Peter Roebuck, the respected cricket commentator and columnist, has died in South Africa.
South African police have released a statement confirming that Roebuck took his own life.
"This office can confirm that an incident occurred last night at about 21.15 at a hotel in Claremont where a 55-year-old British national who worked as an Australian commentator committed suicide," the statement said. "The circumstances surrounding this incident is being conducted. An inquest docket has been opened for investigation."
Roebuck was in South Africa covering Australia's ongoing Test tour, including as a radio commentator for the Australian Broadcasting Corporation (ABC). He was spoken to by local police on his return to the Southern Sun Hotel Newlands on Saturday night after he had been out to dinner.

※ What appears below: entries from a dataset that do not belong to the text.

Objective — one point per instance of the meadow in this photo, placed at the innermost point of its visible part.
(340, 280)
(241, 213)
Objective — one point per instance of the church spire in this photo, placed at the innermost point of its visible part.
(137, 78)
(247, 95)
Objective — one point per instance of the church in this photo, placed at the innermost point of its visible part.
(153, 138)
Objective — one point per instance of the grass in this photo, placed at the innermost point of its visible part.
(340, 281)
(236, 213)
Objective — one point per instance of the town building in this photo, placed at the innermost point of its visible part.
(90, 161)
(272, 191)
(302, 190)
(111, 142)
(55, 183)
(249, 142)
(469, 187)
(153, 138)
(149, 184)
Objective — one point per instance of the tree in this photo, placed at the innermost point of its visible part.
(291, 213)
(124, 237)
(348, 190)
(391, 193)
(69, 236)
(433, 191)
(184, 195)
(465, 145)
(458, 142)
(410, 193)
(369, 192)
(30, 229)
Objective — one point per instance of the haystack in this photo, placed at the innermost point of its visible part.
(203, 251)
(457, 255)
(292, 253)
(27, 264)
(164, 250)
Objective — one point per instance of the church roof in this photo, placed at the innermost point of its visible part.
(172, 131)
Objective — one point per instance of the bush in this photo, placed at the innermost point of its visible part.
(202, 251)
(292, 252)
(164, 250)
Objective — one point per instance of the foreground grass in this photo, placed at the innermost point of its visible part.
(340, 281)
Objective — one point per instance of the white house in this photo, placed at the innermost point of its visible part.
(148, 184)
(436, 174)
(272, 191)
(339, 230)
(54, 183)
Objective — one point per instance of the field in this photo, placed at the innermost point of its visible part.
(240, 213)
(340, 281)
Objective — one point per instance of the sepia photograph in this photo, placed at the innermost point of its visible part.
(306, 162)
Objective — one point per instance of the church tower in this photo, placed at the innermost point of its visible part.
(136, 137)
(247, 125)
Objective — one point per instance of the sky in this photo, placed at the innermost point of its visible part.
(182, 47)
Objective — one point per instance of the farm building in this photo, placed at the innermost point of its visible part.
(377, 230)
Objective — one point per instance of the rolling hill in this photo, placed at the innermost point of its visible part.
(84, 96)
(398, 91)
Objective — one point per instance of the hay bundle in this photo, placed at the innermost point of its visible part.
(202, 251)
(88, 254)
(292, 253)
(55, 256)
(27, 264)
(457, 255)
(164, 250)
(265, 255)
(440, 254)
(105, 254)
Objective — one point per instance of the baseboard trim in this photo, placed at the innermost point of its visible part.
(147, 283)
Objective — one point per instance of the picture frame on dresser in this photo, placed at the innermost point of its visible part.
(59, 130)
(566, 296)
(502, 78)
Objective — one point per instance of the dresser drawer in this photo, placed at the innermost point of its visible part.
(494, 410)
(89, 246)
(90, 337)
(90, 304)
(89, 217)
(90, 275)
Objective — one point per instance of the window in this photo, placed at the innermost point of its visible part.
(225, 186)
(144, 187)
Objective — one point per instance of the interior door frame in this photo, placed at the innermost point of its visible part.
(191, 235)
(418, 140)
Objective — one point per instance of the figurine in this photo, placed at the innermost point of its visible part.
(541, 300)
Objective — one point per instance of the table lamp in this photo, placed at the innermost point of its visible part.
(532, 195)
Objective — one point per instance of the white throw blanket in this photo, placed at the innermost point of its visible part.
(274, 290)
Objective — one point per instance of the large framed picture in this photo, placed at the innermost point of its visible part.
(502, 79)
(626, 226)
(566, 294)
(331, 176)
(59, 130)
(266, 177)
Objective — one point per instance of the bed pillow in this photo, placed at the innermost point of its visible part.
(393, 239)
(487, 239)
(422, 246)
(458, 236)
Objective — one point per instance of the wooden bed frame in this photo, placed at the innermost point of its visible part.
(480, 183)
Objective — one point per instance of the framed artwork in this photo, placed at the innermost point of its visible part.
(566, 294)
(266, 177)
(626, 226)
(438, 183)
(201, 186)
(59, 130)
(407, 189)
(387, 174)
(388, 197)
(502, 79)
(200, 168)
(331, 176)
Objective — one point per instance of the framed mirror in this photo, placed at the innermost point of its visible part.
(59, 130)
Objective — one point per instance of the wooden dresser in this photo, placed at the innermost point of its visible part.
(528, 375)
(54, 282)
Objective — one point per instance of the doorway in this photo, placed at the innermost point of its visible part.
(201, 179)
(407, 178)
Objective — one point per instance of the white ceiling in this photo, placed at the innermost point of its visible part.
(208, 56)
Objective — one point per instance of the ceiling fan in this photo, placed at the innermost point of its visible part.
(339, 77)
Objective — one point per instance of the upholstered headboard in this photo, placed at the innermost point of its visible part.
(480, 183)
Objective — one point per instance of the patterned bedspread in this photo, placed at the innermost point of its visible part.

In addition to his work in print and radio, Roebuck was also a widely read columnist for ESPNcricinfo, contributing his views in both written and audio form. His last column had expressed cautious optimism about the progress of the Australian team. Sambit Bal, editor of ESPNcricinfo, said Roebuck had always pressed the importance of avoiding nationalism in how the game should be viewed.
"He was a rare global voice in the game," he said. "He used to say that there was too much nationalism in cricket writing. His writing was devoid of any allegiance to nation, team or any player. I cherished his friendship and counsel."
Roebuck was born in Oxford on March 6, 1956, the son of two schoolteachers and one of six children. He was an accomplished batsman for Somerset and went on to captain the county to success in the 1980s. He also led an England team against Netherlands.
In 335 first-class matches, Roebuck made 17,558 runs at 37.27, with 33 centuries. His playing career was overshadowed to some degree by a drawn-out feud with other Somerset players, which led to the removal of Joel Garner and Viv Richards, and the exit of Ian Botham.
As Roebuck's cricket developed, so did his writing. It Never Rains, his journal of the 1983 season, established him as one of cricket's most insightful voices, and he would go on to write numerous other books, including an account of England's Ashes success in Australia in 1986-87.
Roebuck chose to leave England eleven years ago after being involved in a controversial court case. In 1999, he was accused of caning three teenage South African cricketers who had stayed with him in his house near Taunton, Somerset. In 2001, he pleaded guilty to three charges of common assault at Taunton Crown Court, and was given a suspended sentence of four months for each count, the sentences suspended for two years. At the time, he had said, ''Obviously I misjudged the mood and that was my mistake and my responsibility, and I accept that."
After leaving England, Roebuck divided his time between residences in Sydney, Australia and Pietermaritzburg, South Africa. Australia had played a growing part in Roebuck's life from the early 1990s; he had spent summers there, teaching and playing cricket, then graduating to writing and commentating, before establishing one of his two homes there a decade ago.
Roebuck's columns were fiercely independent, often expressing the contrarian view but at other times articulating the thoughts of many. His views were never more hotly-debated than when the Herald ran a front-page opinion piece in which Roebuck called for the sacking of Ricky Ponting as Australia captain following the acrimonious 2008 SCG Test against India.
He was outspoken on numerous topics, not least the degeneration of Zimbabwe cricket, and was also a frequent questioner of the game's administrators and money-men. He wrote critically of the influence of betting, both legal and illegal, within the game, and warned against the proliferation of cricket without meaning or context.